Una mayoría abrumadora de españoles quiere unos "Pactos de la Moncloa" que apuntalen la salida de la crisis y la reconstrucción del país. Antes de que se resuelva la viabilidad de la propuesta, antes por tanto de que la oposición decida si participa de un proyecto impulsado por el Gobierno, cabe preguntarse a qué responde esta expectativa en una opinión pública zarandeada de continuo por las solapas de su optimismo. Es una duda sociológica.
Es probable que las respuestas frecuentes ofrezcan más información sobre sus autores que sobre la naturaleza de una aspiración refractaria al empacho de inquina con que se viene resolviendo el debate sobre la gran crisis de nuestra vida.
Habrá quien afirme que la mayoría de los ciudadanos son un rebaño de estúpidos sentimentales, obnubilados por la mitología de la Transición, dejando así huella de un cinismo y un desprecio sin paños calientes. Habrá quien arguya que la supuesta demanda de un Pacto de Estado frente al Covid-19 responde a intereses de parte y que si una mayoría de españoles la apoya se debe sólo a una retórica inducida por los encuestadores, dejando así constancia de una cultura despótica igualmente incompatible con la democracia. Y habrá quien concluya que ciertamente existe una inteligencia colectiva que, en momentos de profunda zozobra, orilla el lodo cotidiano y se sobrepone a los particularismos ideológicos y las legítimas diferencias para mantener viva la llama tibia de la esperanza.

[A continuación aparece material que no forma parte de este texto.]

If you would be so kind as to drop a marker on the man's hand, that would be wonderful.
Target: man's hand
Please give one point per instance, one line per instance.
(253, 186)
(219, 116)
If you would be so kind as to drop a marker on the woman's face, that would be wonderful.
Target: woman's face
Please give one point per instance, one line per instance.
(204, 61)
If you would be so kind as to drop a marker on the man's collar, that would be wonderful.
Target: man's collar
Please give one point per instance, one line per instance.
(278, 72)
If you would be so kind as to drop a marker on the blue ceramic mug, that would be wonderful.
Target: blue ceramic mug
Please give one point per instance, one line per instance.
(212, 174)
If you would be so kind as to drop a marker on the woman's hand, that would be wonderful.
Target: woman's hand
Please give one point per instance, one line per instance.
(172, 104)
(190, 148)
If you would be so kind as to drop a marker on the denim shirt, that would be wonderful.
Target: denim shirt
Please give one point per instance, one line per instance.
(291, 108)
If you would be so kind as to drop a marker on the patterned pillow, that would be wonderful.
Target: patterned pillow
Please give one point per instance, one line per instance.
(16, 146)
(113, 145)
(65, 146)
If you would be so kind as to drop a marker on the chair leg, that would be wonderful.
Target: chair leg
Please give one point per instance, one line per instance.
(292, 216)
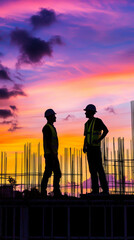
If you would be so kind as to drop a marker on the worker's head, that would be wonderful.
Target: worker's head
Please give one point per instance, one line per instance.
(50, 115)
(90, 110)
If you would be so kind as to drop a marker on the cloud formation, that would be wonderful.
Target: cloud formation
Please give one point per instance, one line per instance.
(13, 107)
(44, 18)
(68, 117)
(5, 113)
(14, 127)
(4, 73)
(110, 110)
(16, 91)
(32, 49)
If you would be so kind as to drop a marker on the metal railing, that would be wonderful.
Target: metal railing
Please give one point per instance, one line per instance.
(71, 219)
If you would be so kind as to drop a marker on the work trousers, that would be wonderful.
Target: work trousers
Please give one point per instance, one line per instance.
(52, 165)
(96, 169)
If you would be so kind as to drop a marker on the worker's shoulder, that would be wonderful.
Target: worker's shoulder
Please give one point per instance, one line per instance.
(45, 128)
(98, 119)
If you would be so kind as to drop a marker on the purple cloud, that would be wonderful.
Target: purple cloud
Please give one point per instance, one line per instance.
(17, 91)
(44, 18)
(32, 49)
(110, 110)
(14, 127)
(13, 107)
(5, 113)
(4, 73)
(68, 117)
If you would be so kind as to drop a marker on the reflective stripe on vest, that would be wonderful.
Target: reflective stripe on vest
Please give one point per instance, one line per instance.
(91, 134)
(54, 141)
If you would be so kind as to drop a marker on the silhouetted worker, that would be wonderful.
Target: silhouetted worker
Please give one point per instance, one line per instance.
(50, 144)
(93, 136)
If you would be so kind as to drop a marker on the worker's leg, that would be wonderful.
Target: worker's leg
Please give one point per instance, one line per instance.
(57, 175)
(101, 172)
(93, 170)
(47, 173)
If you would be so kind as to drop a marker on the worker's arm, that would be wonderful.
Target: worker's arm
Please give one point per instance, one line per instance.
(105, 132)
(85, 145)
(47, 136)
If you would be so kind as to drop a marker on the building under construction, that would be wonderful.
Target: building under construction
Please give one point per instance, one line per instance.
(24, 215)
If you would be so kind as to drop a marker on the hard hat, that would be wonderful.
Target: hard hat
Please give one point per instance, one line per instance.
(90, 107)
(49, 112)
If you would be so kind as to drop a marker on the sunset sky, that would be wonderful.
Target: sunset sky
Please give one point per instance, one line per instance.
(65, 55)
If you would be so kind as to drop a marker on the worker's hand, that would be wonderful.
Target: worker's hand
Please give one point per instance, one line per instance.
(96, 141)
(53, 154)
(84, 149)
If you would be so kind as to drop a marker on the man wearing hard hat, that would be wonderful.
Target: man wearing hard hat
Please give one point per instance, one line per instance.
(93, 136)
(50, 144)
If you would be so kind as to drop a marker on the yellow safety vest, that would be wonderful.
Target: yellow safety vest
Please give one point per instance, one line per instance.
(54, 141)
(91, 134)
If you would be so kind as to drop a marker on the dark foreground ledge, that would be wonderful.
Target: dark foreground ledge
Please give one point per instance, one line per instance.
(88, 217)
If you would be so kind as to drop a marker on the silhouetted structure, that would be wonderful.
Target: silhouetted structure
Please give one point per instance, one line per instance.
(28, 166)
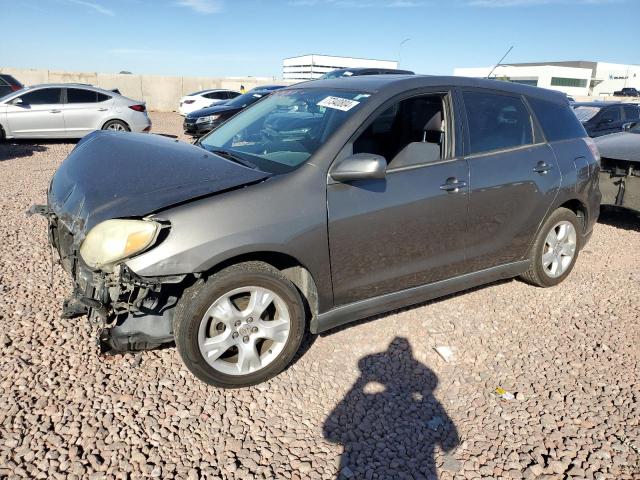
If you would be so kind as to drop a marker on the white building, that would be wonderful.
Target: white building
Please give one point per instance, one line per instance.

Más allá de cuál sea nuestra consideración sobre las motivaciones del vulgo, persiste la cuestión del sentido del deber. No se trata ya de invocar la weberiana ética de la responsabilidad en el momento más grave de nuestra historia desde 1936, sino de pensar si se puede esgrimir una legitimidad democrática capaz de oponerse, en una situación como ésta, a un llamamiento a la conciliación.
Los pretextos invocados hasta ahora para eludir la cuestión -“Es un señuelo”, “Se pretende un cambio de régimen”, “No con Zutano”...- resultan tan peregrinos que sólo se explican desde la improvisación, el embotamiento y el resentimiento, cualidades colaterales de la animosidad. Entonces, todo el asunto y todo el debate apunta hacia el odio al adversario como sola respuesta.
Un odio tenaz, autosuficiente y automático en el dictado de los razonamientos y los discursos. Una animadversión capaz de ofuscar toda reacción por graves que sean las circunstancias. Un desprecio furibundo sobre el que se sustenta la dialéctica amigo-enemigo como motor principal del mundo y de la historia, por encima de la lucha de clases, de las ideologías o de cualquier otra consideración. Es decir: la aversión por encima de todo, el odio como único marco y perspectiva así vengan el Covid-19 o la peste negra.
En una lúcida entrevista de mi compañera de columna a Soledad Puértolas, la escritora advierte de la necesidad de defender la “finalidad del confinamiento” para “no caer en el desánimo y en el egoísmo más absolutos”.
La reflexión es tan sencilla y evidente que lo que sorprende es su indiscutible pertinencia. Otra vez la sociología. Pues bien, quizá haya también que explicar y subrayar y reiterar que la política tiene sentido sólo si es útil. Una verdad de esas que no tienen vuelta de hoja, pero necesaria en esta hora grave si no queremos sucumbir a la depresión, a la desesperanza o incluso a la misantropía.